ISBN 978-3-8439-5708-3

978-3-8439-5708-3, Reihe Thermodynamik

Hannes Mandler
Potentials and Limitations of the A Priori Data-Augmentation of Turbulence Closure Models

316 Seiten, Dissertation Universität Stuttgart (2025), Softcover, A5

Zusammenfassung / Abstract

The CFD simulations which are commonly used in engineering design processes are based on the RANS equations and accompanying turbulence closure models. Structural and parametric deficiencies of such closure models, however, often lead to inaccurate flow field predictions.

This thesis is concerned with the investigation of the extent to which replacing the closure coefficients of eddy viscosity models with functions of the local flow field, extracted from DNS data, can remedy their limitations. Specifically, the effects of such an a priori augmentation on the accuracy of the flow field predictions and the potential for developing more universal closures are assessed.

A two-step augmentation procedure is proposed. First, given the DNS data, inverting the closure model reveals the optimal spatial distribution of its coefficients for a particular application. This case-specific knowledge can then be generalized by regressing functions capable of predicting those optimal values based on quantities that describe the local flow field.
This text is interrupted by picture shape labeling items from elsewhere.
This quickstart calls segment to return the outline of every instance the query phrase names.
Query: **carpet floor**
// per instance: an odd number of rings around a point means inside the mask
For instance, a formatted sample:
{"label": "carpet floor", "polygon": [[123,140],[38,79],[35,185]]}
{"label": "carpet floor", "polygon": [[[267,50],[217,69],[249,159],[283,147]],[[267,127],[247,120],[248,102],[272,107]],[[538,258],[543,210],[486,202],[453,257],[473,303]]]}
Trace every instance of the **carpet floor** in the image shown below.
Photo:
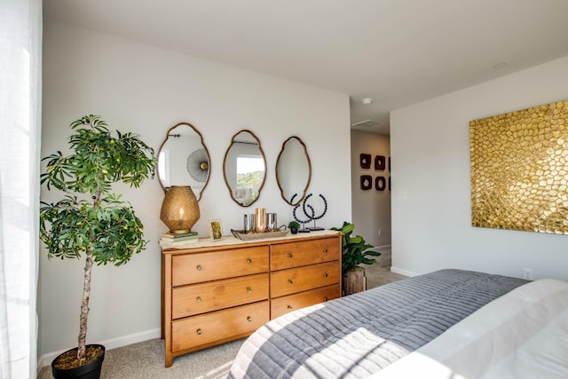
{"label": "carpet floor", "polygon": [[[405,279],[390,272],[390,249],[380,249],[376,264],[365,266],[367,288]],[[160,338],[133,343],[106,351],[102,379],[138,378],[225,378],[243,339],[223,343],[174,359],[164,367],[164,343]],[[51,367],[43,367],[38,379],[51,379]]]}

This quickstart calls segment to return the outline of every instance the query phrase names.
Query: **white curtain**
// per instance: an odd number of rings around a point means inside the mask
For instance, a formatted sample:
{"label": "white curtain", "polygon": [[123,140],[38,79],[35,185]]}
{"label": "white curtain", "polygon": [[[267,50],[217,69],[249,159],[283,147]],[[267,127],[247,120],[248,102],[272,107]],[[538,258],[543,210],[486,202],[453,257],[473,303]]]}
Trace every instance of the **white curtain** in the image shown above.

For the training cases considered, the errors in the predicted velocity fields can be reduced by up to 65 %. Furthermore, it is demonstrated that the augmented models provide more accurate predictions than the baseline for a wide range of Reynolds numbers and geometrically different test cases. However, the augmentations often turn out to be harmful when applied to test cases that are characterized by different flow phenomena than the training case. Using multiple training cases at a time to cope with this loss of universality is found to be ineffective due to a trade-off between accurately fitting the training data and the a posteriori model stability. In conclusion, a priori data-augmentation is suitable for developing highly specialized models that achieve the desired accuracy gains for classes phenomenologically similar, not too complex flows.